Location
- Country: United States
- State: Washington
- County: Chelan

Physical characteristics
- Source: North Cascades
- • location: Entiat Mountains
- • coordinates: 48°9′11″N 120°55′2″W﻿ / ﻿48.15306°N 120.91722°W
- • elevation: 6,300 ft (1,900 m)
- Mouth: Wenatchee River
- • coordinates: 47°47′18″N 120°39′32″W﻿ / ﻿47.78833°N 120.65889°W
- • elevation: 1,844 ft (562 m)
- Length: 37 mi (60 km)
- Basin size: 183 sq mi (470 km^{2})
- • location: near mouth
- • average: 509 cu ft/s (14.4 m^{3}/s)
- • minimum: 45 cu ft/s (1.3 m^{3}/s)
- • maximum: 7,030 cu ft/s (199 m^{3}/s)

= Chiwawa River =

The Chiwawa River is a tributary of the Wenatchee River, in the U.S. state of Washington. It is completely contained within Chelan County.

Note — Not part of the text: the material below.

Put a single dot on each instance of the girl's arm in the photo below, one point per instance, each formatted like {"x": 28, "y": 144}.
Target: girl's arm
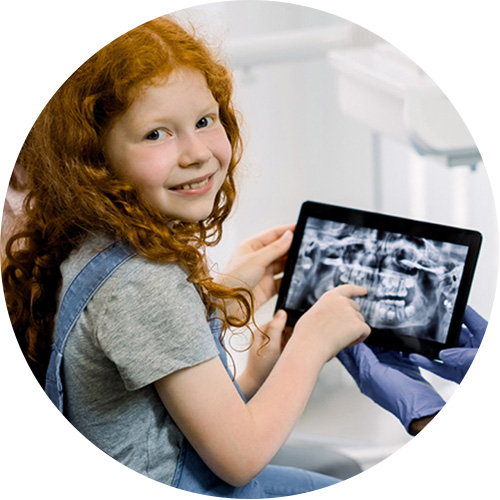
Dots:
{"x": 237, "y": 440}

Much of the Chiwawa River's drainage basin is designated national forest and wilderness. The upper Chiwawa watershed is in nearly pristine condition.

The river is part of the Columbia River basin, being a tributary of the Wenatchee River, which is a tributary to the Columbia River.

The river's name comes from a Columbia-Moses term meaning of kind of creek ("wawa" creek). A large number of place names in the Chiwawa River basin were given by Albert H. Sylvester.

==Course==
The Chiwawa River originates in the Glacier Peak Wilderness of the North Cascades, on the southern slopes of Chiwawa Mountain and Fortress Mountain. It flows south through the Wenatchee National Forest, between Chiwawa Ridge to the west and the Entiat Mountains to the east.

The Chiwawa River empties into the Wenatchee River several miles east of Lake Wenatchee.